Paul Helmke, an Indiana University public affairs professor and a former Republican mayor of Fort Wayne, said Holcomb has used the power of incumbency well and avoided major controversies such as what Pence faced over Indiana’s 2015 religious objections law that was widely panned as a sanctioning of discrimination against members of the LGBTQ community under the guise of religious belief. An intense social media and business backlash led lawmakers to make changes that prevented the state law from overriding local LGBT-rights ordinances.
“People hear his name and don’t hear any clear negatives or criticisms of him,” Helmke said of Holcomb. “He comes across as a nice guy, friendly, trying to do a good job. It really is an amazing story because I doubt four years ago he would’ve registered on anybody’s list of being somebody to pay attention to.”

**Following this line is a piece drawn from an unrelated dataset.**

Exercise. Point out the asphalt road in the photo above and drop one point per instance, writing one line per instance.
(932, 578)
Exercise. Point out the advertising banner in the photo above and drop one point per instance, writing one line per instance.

Democrats don’t have any well-known potential challengers to Holcomb, with business executive and former state health commissioner Woody Myers as their only declared candidate so far. Eddie Melton, a state senator from Gary, created a gubernatorial exploratory committee last month. State Rep. Karlee Macer of Indianapolis is also considering entering the race.
State Democratic Party Chairman John Zody said Holcomb has ignored the needs of working families in favor of giving tax cuts to big corporations, producing a list of “unidentifiable” accomplishments.
“Indiana Democrats are offering a message about education, jobs, health care, equality, better elections,” Zody said. “Any candidate who’s out there on the ground, up and down the ballot, are talking about those things.”
Helmke said it could take a big shake-up in the Indiana campaign — such as South Bend Mayor Pete Buttigieg dropping his Democratic presidential campaign to run for governor — or national developments that are out of Holcomb’s control to put his re-election in danger.
“I think the only thing he really needs to worry about is some major economic downturn or major scandal, crisis for the Republicans at the national level,” Helmke said.
The governor said he and Lt. Gov. Suzanne Crouch would run a 2020 campaign that “shares the good news.”
“The stars are aligned and we have a record of positive results,” Holcomb said. “We are organized and we are mobilized, and we are energized to keep Indiana rising.”